Amortization expense: cost of asset/ expected life
: 70, 0000/10
: $7000 per year (using straight-line amortization method)
Recommendations to mitigate the concerns of investor interpretation
- It is important for every organization to include disclosure of the application of AASB 138, Intangible assets in its annual report. This disclosure clearly reflects the impact of application, measurement, and recognition of AASB 138 on the books of Technology Enterprises Ltd. It helps the investors to understand the company's decisions regarding the booking of intangible assets using the development cost.
- It is mandatory to mention the expected benefits in qualitative and quantitative terms in the financial statements of the organization. The representation of quantitative benefits can be done in the terms of expected cash flows that the entity can expect, and qualitative cash flows can be shown by the increase in the brand image and the enhanced performance of the product. By declaring it, it becomes very easy to deeply describe the position and profitability of the organization in front of the investors and stakeholders (Steenkamp & Steenkamp, 2016).
- The board of directors of the company should focus on the implication of the IAS 136 accounting standards to assess the true and fair value of the assets by deducting the impairment loss identified by implementing the impairment test.

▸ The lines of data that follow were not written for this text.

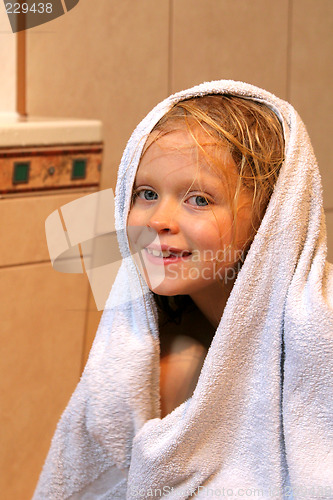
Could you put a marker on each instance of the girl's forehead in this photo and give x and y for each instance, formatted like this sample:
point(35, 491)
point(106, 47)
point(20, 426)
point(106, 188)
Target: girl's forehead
point(188, 145)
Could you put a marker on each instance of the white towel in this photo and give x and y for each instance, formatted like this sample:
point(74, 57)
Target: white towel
point(259, 422)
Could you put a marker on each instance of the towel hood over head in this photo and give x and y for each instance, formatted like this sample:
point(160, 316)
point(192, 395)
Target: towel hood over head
point(260, 417)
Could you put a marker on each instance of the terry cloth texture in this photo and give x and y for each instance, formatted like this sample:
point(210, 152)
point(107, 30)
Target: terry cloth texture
point(260, 417)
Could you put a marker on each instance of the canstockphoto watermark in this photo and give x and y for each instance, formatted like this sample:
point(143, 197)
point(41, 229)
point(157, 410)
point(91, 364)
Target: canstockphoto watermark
point(27, 14)
point(299, 491)
point(199, 491)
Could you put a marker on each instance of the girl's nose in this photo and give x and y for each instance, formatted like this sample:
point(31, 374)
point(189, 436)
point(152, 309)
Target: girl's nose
point(163, 219)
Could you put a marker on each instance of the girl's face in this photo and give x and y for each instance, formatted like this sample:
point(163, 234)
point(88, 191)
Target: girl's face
point(183, 204)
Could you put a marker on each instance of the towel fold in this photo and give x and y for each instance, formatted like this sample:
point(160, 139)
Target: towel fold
point(259, 422)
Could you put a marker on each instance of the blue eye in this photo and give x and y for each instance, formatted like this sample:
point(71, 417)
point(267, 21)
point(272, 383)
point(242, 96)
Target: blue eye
point(146, 194)
point(199, 201)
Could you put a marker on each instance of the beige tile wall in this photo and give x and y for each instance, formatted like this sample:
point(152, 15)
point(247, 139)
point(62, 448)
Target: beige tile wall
point(42, 334)
point(310, 80)
point(42, 330)
point(106, 60)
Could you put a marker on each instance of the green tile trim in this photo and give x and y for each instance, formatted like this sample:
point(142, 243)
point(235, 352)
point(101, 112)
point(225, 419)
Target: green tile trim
point(79, 168)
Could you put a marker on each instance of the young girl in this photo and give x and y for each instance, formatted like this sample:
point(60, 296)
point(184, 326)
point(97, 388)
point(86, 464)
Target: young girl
point(210, 374)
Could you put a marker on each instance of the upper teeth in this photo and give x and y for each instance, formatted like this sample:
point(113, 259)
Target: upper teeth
point(157, 253)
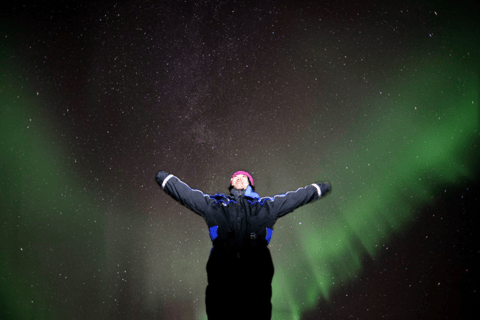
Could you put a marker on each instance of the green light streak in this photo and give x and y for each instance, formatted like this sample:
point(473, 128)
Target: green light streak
point(47, 220)
point(381, 171)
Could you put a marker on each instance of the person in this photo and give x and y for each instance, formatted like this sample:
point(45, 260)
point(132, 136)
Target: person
point(239, 268)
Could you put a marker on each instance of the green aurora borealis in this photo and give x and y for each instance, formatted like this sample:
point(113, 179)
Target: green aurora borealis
point(428, 136)
point(87, 234)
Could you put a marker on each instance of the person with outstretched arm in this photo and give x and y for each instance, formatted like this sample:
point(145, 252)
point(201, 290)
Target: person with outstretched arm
point(240, 268)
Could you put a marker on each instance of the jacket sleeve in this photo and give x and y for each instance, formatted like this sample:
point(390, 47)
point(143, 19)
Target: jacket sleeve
point(282, 204)
point(193, 199)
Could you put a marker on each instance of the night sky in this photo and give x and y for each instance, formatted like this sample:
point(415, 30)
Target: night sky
point(379, 98)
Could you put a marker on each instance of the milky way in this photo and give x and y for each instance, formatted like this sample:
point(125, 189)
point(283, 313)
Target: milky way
point(380, 99)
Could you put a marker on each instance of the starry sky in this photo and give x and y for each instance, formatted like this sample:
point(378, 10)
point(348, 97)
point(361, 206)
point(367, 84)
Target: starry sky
point(379, 98)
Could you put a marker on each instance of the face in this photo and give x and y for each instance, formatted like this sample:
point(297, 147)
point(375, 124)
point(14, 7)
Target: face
point(240, 182)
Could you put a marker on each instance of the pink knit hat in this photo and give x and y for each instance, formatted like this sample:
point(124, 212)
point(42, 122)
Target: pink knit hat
point(244, 173)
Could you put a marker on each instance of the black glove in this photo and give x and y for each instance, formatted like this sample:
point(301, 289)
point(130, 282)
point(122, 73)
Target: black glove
point(324, 187)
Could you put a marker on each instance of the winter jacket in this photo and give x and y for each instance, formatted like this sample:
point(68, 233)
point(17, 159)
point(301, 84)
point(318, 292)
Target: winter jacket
point(242, 218)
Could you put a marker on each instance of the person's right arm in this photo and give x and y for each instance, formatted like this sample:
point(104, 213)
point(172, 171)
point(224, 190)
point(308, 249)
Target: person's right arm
point(193, 199)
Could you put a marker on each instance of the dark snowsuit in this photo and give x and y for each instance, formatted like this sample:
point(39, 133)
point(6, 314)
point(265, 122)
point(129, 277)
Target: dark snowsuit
point(240, 267)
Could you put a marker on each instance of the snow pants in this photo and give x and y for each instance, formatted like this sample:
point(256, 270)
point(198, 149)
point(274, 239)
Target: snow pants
point(239, 284)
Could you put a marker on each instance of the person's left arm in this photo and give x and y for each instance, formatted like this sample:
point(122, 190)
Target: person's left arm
point(282, 204)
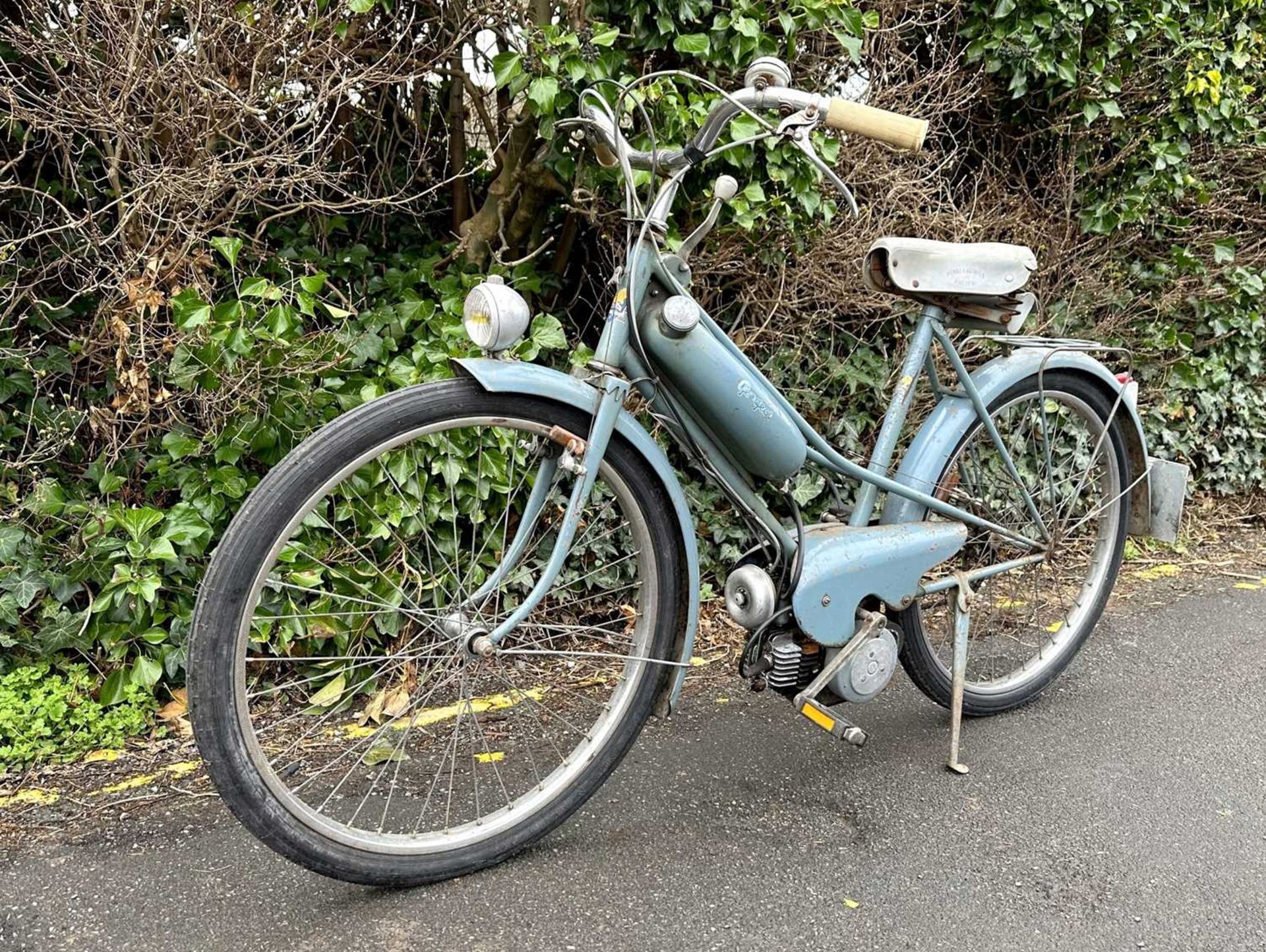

After assessing the given case study given in this, it is found that if the proper AASB 138 is followed then the company could easily maintain the true and fair view of the recorded items in the books of account. It is analyzed that where revaluation model of the accounting has been used for measurement of intangible assets in the books of accounts, so the total value of intangible assets shall be equivalent to the fair value. It is considered that if Technology Enterprises Limited wants to maintain the transparency in the recorded items then it will help it to maintain the proper transparency in the recorded items of the financial statement.